Rodriguez’s industry bona fides notwithstanding, he and Bucko still had to prove Techflow’s worth in the early days by doing repairs on other company’s equipment or — at best — supplying small equipment of their own. “We built the business up slowly over the years, so that the repair orders became orders for die packages and air rings, which have always been our areas or expertise,” Bucko said. The company’s dual-lip air rings incorporate a special laminar flow plenum that results in a minimal amount of air turbulence and maximizes distribution of air flow, providing greater bubble stability and subsequently reducing heat generation. “And our dual air ring design allows blow-up ratios that range from 1.2:1 to 4.0:1 while still maintaining optimal cooling rates and achieving high bubble stability,” Bucko said.
As Techflow’s reputation grew, so did the size and scale of its projects. “Now we’re supplying complete turnkey lines for food packaging, industrial packaging, sanitary packaging, and agricultural film by combining our core strengths of die technology and air ring technology with other vendors that supply equipment that complements ours,” Bucko said.
And Techflow’s business is now booming. “We sold a record number of turnkey lines in 2018, and we’ve been growing our sales consistently year-over-year,” Bucko said. Techflow’s largest client base is the U.S., followed by Mexico, and the company has sales representation throughout North America — Stephen Mudgett is its Canadian sales representative — and it has strategic alliances with firms in Europe and Latin America. “Equally important to our success is our close and valuable relationships with key ancillary component and system suppliers, who are all recognized industry leaders in the segments they serve,” Bucko said.
Increased sales was why finding a headquarters to hold new equipment was a priority for Techflow as 2018 drew to a close. “The plant we’ve just moved into is double the size of our previous location, and it’s in a brand new building in a brand new industrial park; all of the infrastructure is cutting-edge, and our new plant gives us enough extra space to expand in the future,” Bucko said. “The smaller size of our previous location created logistical problems since we had to integrate various machinery and equipment in other rented locations. We’ve now consolidated everything under one roof, which is going to make us a lot more efficient.”

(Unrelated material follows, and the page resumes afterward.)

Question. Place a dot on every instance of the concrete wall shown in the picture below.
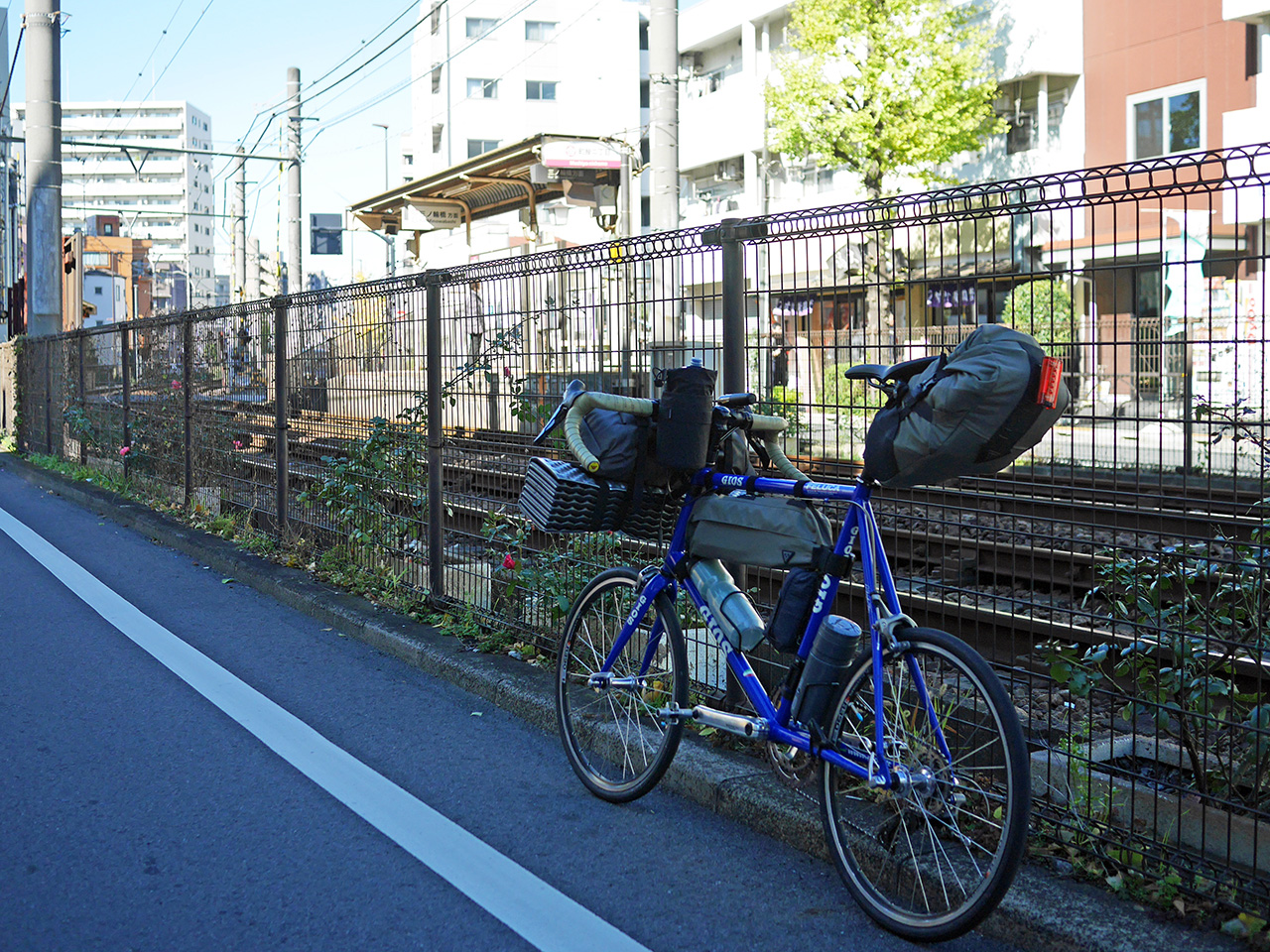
(8, 389)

The larger space also means that Techflow can hire more personnel, which it needs to do to handle its increasing business. But that’s easier said than done, however. “Like every other manufacturing company, finding skilled workers is one of our biggest challenges,” Bucko said. “We’re constantly looking to find technicians and investing time and training into developing our skilled workforce.”
Which isn’t the worst problem to have, since manpower shortages only plague companies that are thriving. As to why Techflow is thriving, Bucko has a pretty good idea. “We believe in addressing a problem before a film line is shipped,” he said. “It can be tempting to deliver a line ahead of schedule to try and impress the customer, but if it’s not up to spec it’s just going to create problems down the road and you’ll lose any goodwill you’ve created. We check, double-check, and measure everything before we ship any equipment. As a result, we have very few maintenance issues.”
So from the 30,000-foot-view, Techflow is where it wants to be at the moment. But Rodriguez and Bucko still aren’t completely satisfied. “We’re happy with our growth, and we’ve taken steps to ensure that we can still keep the high level of satisfaction that our clients expect from us, but we’d like to have more things under our own control,” Bucko said. “We sometimes have to arrange for several contractors to be present at the same time for a start-up, for example, and the scheduling logistics of that can be tricky. In the future, we’d like to bring more of these technicians into our company.”
Techflow’s consolidation, then, isn’t over yet.